Caro Direttore,
è di questi giorni il dibattito nazionale sulla fatica del mestiere di sindaco. Recenti episodi riportati dalla cronaca hanno fatto riemergere un argomento che ha l'andamento di un fiume carsico: su e giù, a seconda delle notizie, soprattutto giudiziarie e in particolare di assoluzioni dopo anni e anni di calvario personale e professionale dovuti a spettacolarizzazione mediatica e politica. Dico subito che non mi scandalizzo, così come non faccio retorica: per fare il sindaco non basta 'amare la propria città', il nobile sentimento deve essere accompagnato da quella che Gadda chiama 'cognizione del dolore' fino al masochismo. In qualche bar potrebbero tradurre con 'te non sei normale'.
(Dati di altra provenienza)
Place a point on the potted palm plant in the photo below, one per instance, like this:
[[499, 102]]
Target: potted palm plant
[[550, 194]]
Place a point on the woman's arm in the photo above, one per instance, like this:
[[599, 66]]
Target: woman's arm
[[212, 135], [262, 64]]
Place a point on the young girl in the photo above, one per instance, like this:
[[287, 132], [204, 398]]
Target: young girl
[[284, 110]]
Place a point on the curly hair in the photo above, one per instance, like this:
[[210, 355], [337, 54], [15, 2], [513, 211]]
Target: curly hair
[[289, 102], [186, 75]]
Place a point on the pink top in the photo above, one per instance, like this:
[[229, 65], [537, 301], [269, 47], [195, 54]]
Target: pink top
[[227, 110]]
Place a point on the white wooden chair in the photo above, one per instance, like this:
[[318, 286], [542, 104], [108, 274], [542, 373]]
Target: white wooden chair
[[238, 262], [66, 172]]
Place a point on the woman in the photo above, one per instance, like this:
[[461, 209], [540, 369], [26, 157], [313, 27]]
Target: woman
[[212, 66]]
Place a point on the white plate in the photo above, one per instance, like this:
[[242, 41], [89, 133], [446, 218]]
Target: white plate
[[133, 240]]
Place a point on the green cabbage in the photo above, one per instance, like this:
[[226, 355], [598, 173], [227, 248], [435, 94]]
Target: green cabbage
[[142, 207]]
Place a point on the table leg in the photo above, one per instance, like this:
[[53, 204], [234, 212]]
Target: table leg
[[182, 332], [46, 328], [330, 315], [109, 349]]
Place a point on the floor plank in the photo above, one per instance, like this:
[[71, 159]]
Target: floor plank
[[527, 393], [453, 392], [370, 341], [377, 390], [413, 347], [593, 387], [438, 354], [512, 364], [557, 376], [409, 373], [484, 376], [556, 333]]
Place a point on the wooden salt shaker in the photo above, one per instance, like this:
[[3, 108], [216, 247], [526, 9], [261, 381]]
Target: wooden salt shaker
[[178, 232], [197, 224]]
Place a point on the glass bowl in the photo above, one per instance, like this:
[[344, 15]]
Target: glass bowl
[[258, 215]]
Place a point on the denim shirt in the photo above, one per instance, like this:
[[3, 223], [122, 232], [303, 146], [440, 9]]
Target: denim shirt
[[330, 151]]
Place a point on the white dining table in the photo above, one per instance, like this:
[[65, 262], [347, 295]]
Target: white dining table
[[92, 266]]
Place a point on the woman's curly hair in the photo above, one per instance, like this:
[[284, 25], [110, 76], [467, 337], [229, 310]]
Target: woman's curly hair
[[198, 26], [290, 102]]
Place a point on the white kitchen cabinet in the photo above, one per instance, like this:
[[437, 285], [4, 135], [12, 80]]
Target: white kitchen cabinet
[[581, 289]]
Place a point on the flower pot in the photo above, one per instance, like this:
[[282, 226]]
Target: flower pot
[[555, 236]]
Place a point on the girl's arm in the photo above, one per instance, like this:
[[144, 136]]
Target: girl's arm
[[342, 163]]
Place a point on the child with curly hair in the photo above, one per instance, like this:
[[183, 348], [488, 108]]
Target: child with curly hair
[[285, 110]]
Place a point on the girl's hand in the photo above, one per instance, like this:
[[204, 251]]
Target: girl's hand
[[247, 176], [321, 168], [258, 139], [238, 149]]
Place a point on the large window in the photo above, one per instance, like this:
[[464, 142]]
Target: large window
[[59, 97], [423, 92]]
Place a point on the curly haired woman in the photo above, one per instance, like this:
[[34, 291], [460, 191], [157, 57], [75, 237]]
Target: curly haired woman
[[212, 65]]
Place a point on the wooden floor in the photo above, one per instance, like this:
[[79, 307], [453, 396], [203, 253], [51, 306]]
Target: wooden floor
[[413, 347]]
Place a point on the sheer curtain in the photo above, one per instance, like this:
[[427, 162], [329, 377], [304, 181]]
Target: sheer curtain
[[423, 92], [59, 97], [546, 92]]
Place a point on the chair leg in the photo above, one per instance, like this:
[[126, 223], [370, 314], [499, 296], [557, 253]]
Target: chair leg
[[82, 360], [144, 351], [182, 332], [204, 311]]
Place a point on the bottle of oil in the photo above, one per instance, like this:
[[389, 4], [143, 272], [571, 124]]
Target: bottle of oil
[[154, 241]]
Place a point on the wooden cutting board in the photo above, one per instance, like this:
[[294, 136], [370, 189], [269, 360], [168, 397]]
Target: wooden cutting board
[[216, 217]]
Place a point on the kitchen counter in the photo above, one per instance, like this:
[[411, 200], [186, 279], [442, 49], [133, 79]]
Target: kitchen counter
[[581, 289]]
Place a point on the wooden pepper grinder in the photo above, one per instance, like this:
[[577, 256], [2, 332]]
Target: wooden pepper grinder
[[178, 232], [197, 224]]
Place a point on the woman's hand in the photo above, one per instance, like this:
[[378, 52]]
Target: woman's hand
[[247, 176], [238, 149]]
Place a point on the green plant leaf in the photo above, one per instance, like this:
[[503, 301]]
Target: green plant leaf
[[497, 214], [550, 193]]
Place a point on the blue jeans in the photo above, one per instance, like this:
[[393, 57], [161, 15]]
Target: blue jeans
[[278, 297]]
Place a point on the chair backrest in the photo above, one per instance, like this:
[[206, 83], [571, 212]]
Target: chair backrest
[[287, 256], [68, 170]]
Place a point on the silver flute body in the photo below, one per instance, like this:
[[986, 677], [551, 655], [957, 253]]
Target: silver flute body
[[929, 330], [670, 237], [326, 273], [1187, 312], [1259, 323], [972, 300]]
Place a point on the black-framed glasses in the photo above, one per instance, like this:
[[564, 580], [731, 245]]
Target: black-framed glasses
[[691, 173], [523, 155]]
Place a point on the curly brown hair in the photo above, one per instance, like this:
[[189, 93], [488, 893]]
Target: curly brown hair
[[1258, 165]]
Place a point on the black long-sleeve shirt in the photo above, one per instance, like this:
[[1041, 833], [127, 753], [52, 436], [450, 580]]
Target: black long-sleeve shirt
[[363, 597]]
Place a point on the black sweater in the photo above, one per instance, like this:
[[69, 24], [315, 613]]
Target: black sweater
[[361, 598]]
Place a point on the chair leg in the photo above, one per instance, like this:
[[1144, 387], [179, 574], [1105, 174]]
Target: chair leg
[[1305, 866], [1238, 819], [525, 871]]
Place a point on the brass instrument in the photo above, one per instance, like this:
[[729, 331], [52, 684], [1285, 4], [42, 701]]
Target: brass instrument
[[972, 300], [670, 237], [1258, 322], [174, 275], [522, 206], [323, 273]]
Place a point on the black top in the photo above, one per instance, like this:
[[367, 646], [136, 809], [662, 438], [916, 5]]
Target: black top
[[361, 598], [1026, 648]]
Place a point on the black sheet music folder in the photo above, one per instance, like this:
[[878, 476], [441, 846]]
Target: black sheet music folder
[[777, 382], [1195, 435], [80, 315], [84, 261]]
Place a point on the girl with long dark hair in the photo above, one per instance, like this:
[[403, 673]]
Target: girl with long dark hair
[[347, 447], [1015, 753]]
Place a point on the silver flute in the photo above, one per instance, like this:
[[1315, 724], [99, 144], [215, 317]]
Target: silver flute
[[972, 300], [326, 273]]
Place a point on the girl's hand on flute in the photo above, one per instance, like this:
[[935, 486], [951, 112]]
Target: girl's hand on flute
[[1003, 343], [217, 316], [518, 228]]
E sì perché oggi il sindaco è un sacco delle botte ormai ridotto a brandelli visto che in tanti, negli ultimi 10 anni, hanno infierito su esso. Lo hanno fatto le forze populiste, distruggendo per i loro interessi il primo portone a cui bussano i cittadini. Lo ha fatto la politica centrale tutta che, dall'inizio del nuovo millennio, non ha esitato un secondo a legiferare e interpretare per scaricare ogni responsabilità da sé ai livelli istituzionali territoriali, sperando di allontanare responsabilità e allo stesso tempo riverginizzarsi agli occhi dell'opinione pubblica. Il risultato che le leggi approvate sono oggettivamente colpevolizzanti ogni primo cittadino che, dice bene il sindaco di Parma Pizzarotti, deve sempre avere l'ultima parola ma mai l'ultimo potere. I casi giudiziari, anche quelli clamorosi, sono solo la punta dell'iceberg di una fatica quotidiana molto più grande. Ogni passo è pesante il doppio rispetto alla normalità: devi rispondere di tutto, dai TSO ai fiumi che rischiano di esondare, a vicende di espropri vecchi di 30 anni, a simultanei rischi di abuso d'ufficio o omissioni d'atti d'ufficio o altro se firmi le tonnellate di atti riguardanti tutto e preparate dagli uffici. In buona sostanza rischi di essere accusato se stai fermo e rischi di pagare di persona se fai, su qualsiasi tema, un asilo, una strada, una infrastruttura. Io, come sindaco, ho avuto cause per milioni di euro, specie nel periodo dello stop al cemento. Se le avessi perse, avrei pagato personalmente, non so come e non so quando. Mio padre se ne è andato, avendo negli occhi e nelle orecchie un'accusa infamante avanzata verso il sindaco, suo figlio: associazione a delinquere, poi caduta. E' vero che mi ha aiutato a reggere la solidarietà dei riminesi 'sappiamo chi sei'. Ma è altrettanto vero che le polemiche, le accuse, il leggere sugli organi d'informazione di essere 'alla sbarra', ti scava dentro e ti fa chiedere, quando esci di casa la mattina, con quali occhi ti guarderanno le persone per strada.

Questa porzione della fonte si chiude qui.